Phew. Over two hundred posts to get to this point.

Its the same program I have been posting and attached the PDF?

I have used the PID in LAD2 in the past without issues but I will work on these changes

 

[drbitboy]

I have used the PID in LAD2 in the past without issues but I will work on these changes

TL;DR

I love this part. To my mind, this is the only way we teach ourselves how a PLC actually works. The goal is to have the understanding to bring into harmony what we want the PLC to do and what we tell the PLC to do, because the PLC inexorably and mercilessly does the latter while caring not a whit about the former. So we forget at our peril that the onus is always on us lolis to ensure they are the same.

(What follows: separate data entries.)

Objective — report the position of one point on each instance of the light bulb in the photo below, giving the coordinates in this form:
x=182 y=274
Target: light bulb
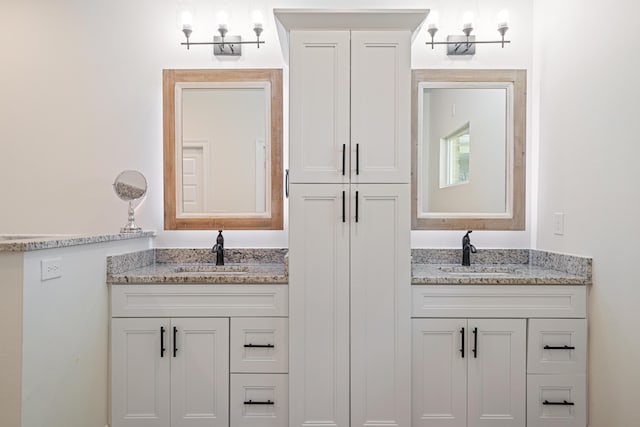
x=187 y=20
x=432 y=20
x=503 y=19
x=467 y=20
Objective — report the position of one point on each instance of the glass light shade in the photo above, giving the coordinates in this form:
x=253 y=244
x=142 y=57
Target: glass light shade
x=467 y=19
x=223 y=19
x=503 y=18
x=433 y=19
x=187 y=19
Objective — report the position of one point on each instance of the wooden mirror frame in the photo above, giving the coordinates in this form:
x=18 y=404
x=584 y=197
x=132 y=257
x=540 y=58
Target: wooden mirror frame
x=169 y=79
x=517 y=219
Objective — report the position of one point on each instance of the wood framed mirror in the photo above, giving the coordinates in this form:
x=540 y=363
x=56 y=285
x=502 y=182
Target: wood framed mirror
x=223 y=149
x=468 y=149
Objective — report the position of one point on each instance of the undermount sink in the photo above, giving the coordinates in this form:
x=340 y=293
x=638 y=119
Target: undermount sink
x=212 y=269
x=478 y=270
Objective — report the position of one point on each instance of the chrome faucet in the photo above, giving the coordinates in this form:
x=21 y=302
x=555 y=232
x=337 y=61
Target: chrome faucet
x=467 y=249
x=218 y=248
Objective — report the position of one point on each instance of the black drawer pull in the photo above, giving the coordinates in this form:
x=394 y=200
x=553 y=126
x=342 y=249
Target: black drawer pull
x=564 y=347
x=175 y=341
x=162 y=349
x=251 y=402
x=475 y=343
x=563 y=403
x=344 y=218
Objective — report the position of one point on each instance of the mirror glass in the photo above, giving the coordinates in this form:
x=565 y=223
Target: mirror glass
x=468 y=157
x=224 y=140
x=130 y=186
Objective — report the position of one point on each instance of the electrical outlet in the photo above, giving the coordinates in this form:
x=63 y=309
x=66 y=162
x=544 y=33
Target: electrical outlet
x=558 y=223
x=51 y=268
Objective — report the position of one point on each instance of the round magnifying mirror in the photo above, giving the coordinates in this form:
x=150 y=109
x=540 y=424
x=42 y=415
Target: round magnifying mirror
x=130 y=186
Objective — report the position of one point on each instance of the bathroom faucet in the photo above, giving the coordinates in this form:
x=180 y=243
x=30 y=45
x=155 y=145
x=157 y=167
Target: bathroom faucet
x=218 y=248
x=467 y=249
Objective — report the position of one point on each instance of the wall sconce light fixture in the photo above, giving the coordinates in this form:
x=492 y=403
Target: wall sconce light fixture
x=223 y=44
x=466 y=44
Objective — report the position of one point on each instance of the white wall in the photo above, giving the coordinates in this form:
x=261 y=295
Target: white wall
x=82 y=100
x=65 y=326
x=589 y=96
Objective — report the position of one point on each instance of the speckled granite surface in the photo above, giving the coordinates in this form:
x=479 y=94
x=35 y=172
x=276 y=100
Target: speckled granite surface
x=429 y=267
x=25 y=243
x=499 y=267
x=250 y=266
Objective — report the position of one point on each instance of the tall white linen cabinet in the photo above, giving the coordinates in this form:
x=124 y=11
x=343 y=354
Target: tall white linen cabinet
x=349 y=216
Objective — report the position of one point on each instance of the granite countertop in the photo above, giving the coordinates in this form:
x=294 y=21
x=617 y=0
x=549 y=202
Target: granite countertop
x=31 y=242
x=269 y=266
x=175 y=266
x=499 y=267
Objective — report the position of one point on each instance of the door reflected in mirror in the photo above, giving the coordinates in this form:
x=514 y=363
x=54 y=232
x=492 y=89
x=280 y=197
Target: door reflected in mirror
x=223 y=149
x=224 y=143
x=468 y=156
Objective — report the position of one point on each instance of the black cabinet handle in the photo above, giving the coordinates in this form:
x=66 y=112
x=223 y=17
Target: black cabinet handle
x=563 y=403
x=259 y=402
x=175 y=341
x=564 y=347
x=162 y=349
x=286 y=183
x=475 y=343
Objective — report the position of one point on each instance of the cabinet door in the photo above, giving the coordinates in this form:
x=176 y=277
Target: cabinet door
x=319 y=304
x=439 y=373
x=380 y=106
x=319 y=113
x=200 y=372
x=140 y=372
x=380 y=305
x=497 y=372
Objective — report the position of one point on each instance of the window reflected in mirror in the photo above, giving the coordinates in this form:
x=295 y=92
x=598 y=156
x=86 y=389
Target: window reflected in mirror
x=454 y=157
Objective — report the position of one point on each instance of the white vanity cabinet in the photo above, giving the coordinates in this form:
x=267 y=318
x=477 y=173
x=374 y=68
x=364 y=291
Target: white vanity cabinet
x=469 y=372
x=516 y=358
x=199 y=355
x=170 y=372
x=350 y=117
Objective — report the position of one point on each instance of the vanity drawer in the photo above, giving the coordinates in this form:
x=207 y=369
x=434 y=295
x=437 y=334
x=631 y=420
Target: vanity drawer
x=498 y=301
x=259 y=400
x=556 y=401
x=205 y=300
x=557 y=346
x=259 y=344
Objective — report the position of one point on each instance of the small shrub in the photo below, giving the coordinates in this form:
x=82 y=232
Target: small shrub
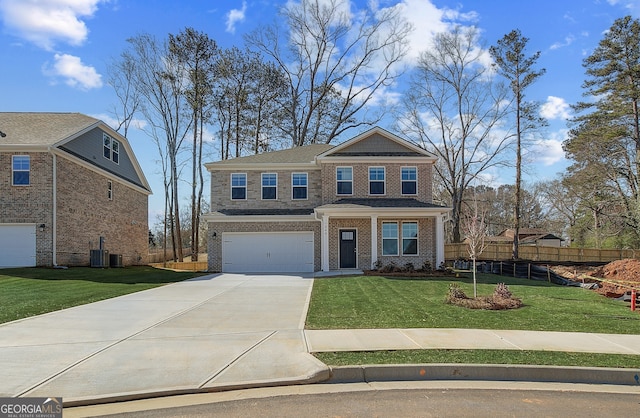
x=389 y=268
x=426 y=267
x=502 y=292
x=455 y=294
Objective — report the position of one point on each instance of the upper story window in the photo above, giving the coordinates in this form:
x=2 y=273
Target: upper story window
x=238 y=186
x=389 y=238
x=409 y=180
x=21 y=167
x=344 y=178
x=269 y=186
x=409 y=238
x=111 y=148
x=299 y=186
x=376 y=180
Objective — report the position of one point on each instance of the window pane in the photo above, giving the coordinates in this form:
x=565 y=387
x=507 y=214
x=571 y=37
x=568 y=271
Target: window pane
x=238 y=193
x=408 y=187
x=299 y=192
x=410 y=246
x=376 y=187
x=344 y=187
x=344 y=173
x=389 y=247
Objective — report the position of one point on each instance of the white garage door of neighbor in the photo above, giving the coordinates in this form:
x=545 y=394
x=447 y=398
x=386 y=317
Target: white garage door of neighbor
x=17 y=245
x=266 y=252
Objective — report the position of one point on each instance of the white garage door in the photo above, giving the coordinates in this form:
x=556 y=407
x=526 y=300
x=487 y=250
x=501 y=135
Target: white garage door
x=17 y=245
x=267 y=252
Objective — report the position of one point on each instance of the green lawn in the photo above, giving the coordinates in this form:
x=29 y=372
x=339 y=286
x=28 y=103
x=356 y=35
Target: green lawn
x=26 y=292
x=392 y=302
x=543 y=358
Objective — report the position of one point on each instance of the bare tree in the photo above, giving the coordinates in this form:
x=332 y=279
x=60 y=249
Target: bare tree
x=475 y=231
x=454 y=109
x=513 y=65
x=335 y=60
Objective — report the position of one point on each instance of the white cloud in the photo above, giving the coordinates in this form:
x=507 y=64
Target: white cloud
x=555 y=108
x=549 y=151
x=46 y=22
x=234 y=16
x=74 y=72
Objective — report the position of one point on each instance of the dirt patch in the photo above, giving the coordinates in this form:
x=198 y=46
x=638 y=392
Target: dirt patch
x=614 y=278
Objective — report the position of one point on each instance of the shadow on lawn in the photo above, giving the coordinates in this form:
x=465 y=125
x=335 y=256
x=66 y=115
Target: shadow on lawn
x=467 y=278
x=125 y=275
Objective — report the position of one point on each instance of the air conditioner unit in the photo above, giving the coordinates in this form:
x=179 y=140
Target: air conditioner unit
x=99 y=258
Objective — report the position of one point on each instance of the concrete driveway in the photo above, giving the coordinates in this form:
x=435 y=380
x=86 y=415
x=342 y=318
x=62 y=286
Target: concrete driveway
x=225 y=330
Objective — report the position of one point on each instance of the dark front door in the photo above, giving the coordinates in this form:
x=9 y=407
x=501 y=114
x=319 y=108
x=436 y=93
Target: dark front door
x=348 y=249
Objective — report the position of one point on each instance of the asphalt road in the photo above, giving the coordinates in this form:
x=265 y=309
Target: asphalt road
x=417 y=403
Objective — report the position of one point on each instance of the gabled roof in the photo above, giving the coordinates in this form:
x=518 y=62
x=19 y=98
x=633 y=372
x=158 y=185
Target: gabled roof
x=30 y=128
x=377 y=142
x=298 y=155
x=44 y=131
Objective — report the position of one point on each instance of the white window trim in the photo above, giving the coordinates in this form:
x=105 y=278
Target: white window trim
x=13 y=170
x=262 y=186
x=396 y=238
x=344 y=194
x=402 y=181
x=111 y=142
x=231 y=186
x=306 y=186
x=417 y=238
x=384 y=181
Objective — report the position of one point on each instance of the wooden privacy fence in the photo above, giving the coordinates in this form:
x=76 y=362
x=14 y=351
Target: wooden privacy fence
x=540 y=253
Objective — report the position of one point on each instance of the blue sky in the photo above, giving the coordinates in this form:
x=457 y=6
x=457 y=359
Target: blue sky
x=54 y=53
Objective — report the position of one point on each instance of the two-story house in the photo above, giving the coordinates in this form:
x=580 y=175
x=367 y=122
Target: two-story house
x=325 y=207
x=66 y=181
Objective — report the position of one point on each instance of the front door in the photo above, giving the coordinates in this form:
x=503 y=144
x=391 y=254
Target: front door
x=348 y=249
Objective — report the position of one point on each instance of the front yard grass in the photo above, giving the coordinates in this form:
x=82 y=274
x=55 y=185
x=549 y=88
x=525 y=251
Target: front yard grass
x=26 y=292
x=397 y=302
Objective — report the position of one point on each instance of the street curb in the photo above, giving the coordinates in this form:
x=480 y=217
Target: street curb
x=490 y=372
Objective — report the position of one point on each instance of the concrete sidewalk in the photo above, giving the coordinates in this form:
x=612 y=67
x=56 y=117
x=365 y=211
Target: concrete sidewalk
x=442 y=338
x=220 y=332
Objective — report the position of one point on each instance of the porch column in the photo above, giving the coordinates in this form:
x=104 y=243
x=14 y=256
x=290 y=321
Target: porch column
x=439 y=240
x=374 y=240
x=324 y=243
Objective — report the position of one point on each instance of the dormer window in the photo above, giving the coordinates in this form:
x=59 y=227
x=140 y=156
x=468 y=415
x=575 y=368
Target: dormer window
x=344 y=177
x=376 y=180
x=110 y=148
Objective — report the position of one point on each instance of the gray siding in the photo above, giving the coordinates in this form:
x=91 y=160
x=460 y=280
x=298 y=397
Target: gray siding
x=89 y=148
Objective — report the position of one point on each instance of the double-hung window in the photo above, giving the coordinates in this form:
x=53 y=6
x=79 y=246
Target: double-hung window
x=409 y=180
x=238 y=186
x=389 y=238
x=409 y=238
x=376 y=180
x=344 y=177
x=269 y=186
x=299 y=186
x=110 y=148
x=21 y=167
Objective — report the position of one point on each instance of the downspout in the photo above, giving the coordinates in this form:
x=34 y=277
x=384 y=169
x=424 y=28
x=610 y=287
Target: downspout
x=54 y=213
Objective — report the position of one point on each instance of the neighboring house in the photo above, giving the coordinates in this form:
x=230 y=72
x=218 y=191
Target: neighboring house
x=325 y=207
x=66 y=180
x=527 y=236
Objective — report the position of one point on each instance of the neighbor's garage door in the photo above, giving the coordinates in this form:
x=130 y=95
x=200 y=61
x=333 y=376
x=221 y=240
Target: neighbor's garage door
x=267 y=252
x=17 y=245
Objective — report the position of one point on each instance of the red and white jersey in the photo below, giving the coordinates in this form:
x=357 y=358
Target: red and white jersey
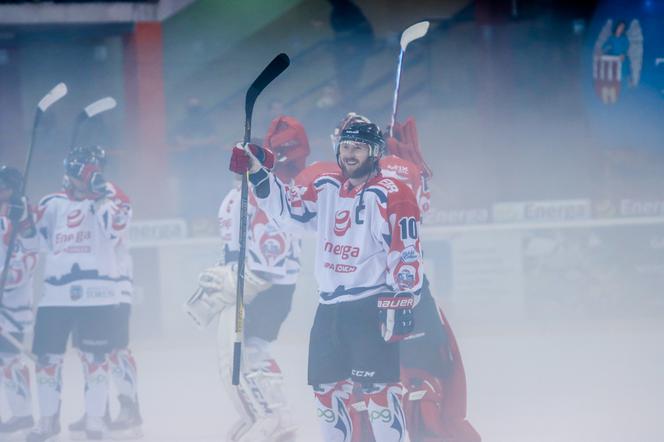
x=408 y=172
x=18 y=296
x=367 y=236
x=80 y=239
x=271 y=252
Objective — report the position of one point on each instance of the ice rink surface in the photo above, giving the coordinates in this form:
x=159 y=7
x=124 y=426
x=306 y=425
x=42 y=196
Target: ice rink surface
x=590 y=383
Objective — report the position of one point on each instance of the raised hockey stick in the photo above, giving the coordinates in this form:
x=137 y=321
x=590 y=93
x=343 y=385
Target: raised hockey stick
x=55 y=94
x=271 y=71
x=92 y=109
x=413 y=32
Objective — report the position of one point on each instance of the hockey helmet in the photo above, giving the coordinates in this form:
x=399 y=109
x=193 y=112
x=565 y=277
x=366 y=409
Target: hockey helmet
x=287 y=139
x=350 y=117
x=367 y=133
x=81 y=158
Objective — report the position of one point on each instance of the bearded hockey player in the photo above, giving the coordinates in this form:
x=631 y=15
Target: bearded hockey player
x=271 y=273
x=369 y=272
x=431 y=367
x=79 y=228
x=16 y=306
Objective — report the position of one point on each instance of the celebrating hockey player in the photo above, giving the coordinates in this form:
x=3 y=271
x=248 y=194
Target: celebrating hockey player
x=122 y=365
x=270 y=277
x=16 y=305
x=369 y=272
x=80 y=228
x=431 y=365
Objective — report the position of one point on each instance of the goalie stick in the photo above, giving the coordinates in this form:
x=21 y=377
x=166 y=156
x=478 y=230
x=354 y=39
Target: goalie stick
x=271 y=71
x=55 y=94
x=413 y=32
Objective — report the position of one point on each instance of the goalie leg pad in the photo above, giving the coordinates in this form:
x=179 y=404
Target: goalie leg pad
x=259 y=397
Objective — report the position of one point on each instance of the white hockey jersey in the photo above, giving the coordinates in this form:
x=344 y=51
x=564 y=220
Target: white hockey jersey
x=367 y=236
x=271 y=253
x=80 y=239
x=18 y=296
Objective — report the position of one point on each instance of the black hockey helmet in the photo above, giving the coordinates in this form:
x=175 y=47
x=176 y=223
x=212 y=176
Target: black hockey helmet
x=11 y=178
x=364 y=132
x=79 y=157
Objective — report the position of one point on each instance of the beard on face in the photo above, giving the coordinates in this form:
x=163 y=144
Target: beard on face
x=364 y=169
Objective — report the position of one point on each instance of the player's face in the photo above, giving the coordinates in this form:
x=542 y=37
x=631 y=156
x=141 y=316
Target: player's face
x=354 y=159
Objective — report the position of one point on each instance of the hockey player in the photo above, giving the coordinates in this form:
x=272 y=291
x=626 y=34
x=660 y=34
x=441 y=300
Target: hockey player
x=369 y=272
x=431 y=365
x=271 y=273
x=16 y=306
x=79 y=228
x=122 y=365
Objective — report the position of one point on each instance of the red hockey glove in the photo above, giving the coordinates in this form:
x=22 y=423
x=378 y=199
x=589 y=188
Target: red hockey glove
x=241 y=162
x=396 y=316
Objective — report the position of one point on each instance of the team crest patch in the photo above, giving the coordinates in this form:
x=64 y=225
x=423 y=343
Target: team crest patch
x=75 y=292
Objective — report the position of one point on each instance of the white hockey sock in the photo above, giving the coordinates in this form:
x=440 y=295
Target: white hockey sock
x=386 y=416
x=16 y=382
x=332 y=402
x=95 y=372
x=49 y=384
x=123 y=371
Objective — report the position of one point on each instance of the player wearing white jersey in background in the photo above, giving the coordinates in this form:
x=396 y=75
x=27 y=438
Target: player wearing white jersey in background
x=79 y=228
x=369 y=271
x=122 y=365
x=272 y=267
x=16 y=307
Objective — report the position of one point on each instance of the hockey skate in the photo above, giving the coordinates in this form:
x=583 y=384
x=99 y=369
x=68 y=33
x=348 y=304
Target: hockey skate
x=269 y=429
x=46 y=430
x=78 y=429
x=128 y=423
x=16 y=427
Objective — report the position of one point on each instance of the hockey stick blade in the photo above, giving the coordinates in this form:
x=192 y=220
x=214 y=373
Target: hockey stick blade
x=99 y=106
x=271 y=71
x=59 y=91
x=92 y=109
x=413 y=32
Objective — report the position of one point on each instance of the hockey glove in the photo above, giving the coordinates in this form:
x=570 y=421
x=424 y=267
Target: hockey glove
x=396 y=316
x=241 y=161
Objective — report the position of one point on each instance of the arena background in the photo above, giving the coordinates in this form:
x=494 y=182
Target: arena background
x=545 y=243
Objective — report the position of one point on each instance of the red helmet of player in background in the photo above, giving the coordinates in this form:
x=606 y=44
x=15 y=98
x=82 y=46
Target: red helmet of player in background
x=288 y=141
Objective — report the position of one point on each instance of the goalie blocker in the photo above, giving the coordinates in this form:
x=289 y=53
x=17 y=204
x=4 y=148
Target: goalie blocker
x=216 y=290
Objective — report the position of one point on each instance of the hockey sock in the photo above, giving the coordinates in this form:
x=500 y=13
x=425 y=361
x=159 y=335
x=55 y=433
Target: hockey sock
x=332 y=401
x=16 y=382
x=49 y=383
x=95 y=373
x=123 y=371
x=385 y=411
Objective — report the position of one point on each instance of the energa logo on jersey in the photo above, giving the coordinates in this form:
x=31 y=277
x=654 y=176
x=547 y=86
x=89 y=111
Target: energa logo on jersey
x=75 y=218
x=341 y=222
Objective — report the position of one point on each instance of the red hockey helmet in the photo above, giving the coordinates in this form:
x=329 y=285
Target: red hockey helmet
x=288 y=141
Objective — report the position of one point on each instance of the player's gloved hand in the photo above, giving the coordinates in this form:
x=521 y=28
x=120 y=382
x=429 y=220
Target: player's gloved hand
x=396 y=315
x=250 y=158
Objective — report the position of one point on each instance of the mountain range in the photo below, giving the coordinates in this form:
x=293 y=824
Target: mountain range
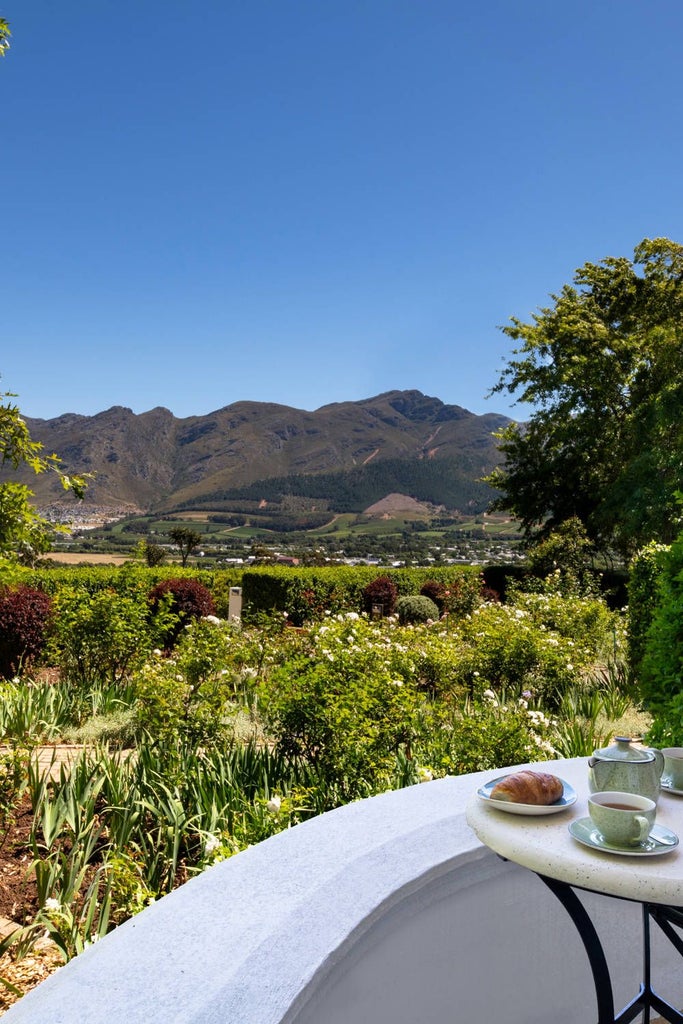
x=344 y=456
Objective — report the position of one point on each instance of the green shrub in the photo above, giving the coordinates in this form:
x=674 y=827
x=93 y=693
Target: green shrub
x=645 y=572
x=417 y=608
x=380 y=593
x=306 y=594
x=341 y=709
x=507 y=650
x=662 y=664
x=436 y=592
x=185 y=599
x=25 y=619
x=187 y=693
x=99 y=637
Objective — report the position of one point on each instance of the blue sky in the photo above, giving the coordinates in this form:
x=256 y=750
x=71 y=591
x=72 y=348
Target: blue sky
x=315 y=201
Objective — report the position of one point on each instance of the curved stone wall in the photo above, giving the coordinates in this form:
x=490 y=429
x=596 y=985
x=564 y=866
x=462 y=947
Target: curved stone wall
x=386 y=910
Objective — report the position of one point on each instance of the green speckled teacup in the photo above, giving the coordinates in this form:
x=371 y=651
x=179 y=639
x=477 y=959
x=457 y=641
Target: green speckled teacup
x=623 y=818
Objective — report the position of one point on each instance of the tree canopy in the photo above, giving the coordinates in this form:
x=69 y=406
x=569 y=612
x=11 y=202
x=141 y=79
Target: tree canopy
x=603 y=370
x=4 y=36
x=24 y=532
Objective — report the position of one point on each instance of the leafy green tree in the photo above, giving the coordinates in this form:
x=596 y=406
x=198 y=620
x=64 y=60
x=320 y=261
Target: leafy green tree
x=24 y=532
x=185 y=541
x=4 y=36
x=603 y=370
x=151 y=554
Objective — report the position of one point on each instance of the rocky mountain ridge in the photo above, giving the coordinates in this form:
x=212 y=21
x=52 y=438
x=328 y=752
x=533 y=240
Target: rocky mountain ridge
x=155 y=461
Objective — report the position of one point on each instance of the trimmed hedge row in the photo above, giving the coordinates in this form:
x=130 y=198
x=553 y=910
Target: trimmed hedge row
x=307 y=593
x=131 y=580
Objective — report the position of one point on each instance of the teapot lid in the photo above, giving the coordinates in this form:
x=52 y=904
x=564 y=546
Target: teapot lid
x=625 y=749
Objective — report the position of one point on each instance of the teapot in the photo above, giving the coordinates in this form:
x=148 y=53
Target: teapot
x=628 y=767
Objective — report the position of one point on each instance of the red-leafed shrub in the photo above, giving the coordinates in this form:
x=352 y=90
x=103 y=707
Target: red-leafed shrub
x=382 y=591
x=25 y=617
x=188 y=599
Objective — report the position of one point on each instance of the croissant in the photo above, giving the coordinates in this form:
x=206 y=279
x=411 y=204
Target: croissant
x=528 y=787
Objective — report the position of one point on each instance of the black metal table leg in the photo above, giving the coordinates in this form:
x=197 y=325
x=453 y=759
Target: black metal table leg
x=592 y=944
x=646 y=998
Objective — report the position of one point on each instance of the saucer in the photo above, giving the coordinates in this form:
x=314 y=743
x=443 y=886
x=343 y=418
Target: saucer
x=668 y=787
x=659 y=841
x=566 y=800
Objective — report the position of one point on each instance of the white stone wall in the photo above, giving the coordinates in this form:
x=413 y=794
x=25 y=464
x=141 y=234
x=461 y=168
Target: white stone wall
x=386 y=910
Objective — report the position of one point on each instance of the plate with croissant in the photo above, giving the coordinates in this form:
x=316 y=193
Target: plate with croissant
x=528 y=793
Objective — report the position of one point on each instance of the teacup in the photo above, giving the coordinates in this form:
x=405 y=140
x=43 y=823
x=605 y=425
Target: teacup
x=623 y=818
x=673 y=765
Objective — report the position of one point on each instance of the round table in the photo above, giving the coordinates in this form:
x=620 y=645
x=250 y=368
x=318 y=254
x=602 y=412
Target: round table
x=544 y=845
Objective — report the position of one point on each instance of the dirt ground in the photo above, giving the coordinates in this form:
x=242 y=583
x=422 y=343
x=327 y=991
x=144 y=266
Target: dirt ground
x=18 y=903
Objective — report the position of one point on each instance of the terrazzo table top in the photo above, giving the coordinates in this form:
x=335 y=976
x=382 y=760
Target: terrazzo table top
x=545 y=846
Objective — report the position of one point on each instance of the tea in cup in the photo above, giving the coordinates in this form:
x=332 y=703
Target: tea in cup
x=673 y=766
x=623 y=818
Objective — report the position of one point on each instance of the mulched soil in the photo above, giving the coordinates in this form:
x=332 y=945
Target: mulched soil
x=18 y=903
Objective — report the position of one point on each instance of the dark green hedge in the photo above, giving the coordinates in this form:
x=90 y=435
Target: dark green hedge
x=131 y=579
x=307 y=593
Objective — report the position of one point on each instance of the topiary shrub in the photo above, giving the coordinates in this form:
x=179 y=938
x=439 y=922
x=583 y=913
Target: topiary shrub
x=382 y=591
x=437 y=593
x=417 y=608
x=25 y=617
x=645 y=571
x=185 y=599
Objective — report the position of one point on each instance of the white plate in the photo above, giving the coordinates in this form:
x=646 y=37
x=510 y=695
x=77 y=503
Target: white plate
x=566 y=800
x=668 y=787
x=659 y=841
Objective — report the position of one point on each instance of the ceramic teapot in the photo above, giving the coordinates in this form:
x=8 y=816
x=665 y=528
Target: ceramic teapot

Add a rung after the PID. Whenever PD9:0/DN is 1, have it subtract execute the following branches (find 3 N7 elements to replace N7:5/:6/:7 if they are used elsewhere):

• XIC PD9:0/DN
• BST MOV N7:6 N7:5 ### save last 10kHz RTC value to :5
• NXBMOV S:4 N7:6 ### store current 10kHz RTC value to :6
• NXBOTL S:2/14 ### keep low 16 bits if overflow occurs
• NXBSUB N7:6 N7:5 N7:7 ### subtract current 10kHz RTC value from last RTC value
• NXBMUL N7:7 1e-4 F8:1 ### convert 10kHz RTC difference to seconds
• NXBOTU S:5/0 ### Clear any overflow
• BND

F8:1 will contain a measurement of the actual PID scheduled period. It will be basically equivalent to S:35, but it will be a factor of 5-10 smaller than the PD9:0 Loop Update parameter.

PID is so robust and simple that it still works even when the actual PID scheduling period and the Loop Update parameter are severely mismatched, as long as the process is not too slow or fast, so that tuning values adequate to compensate for that mismatch will fit into the available range for T_I and T_D.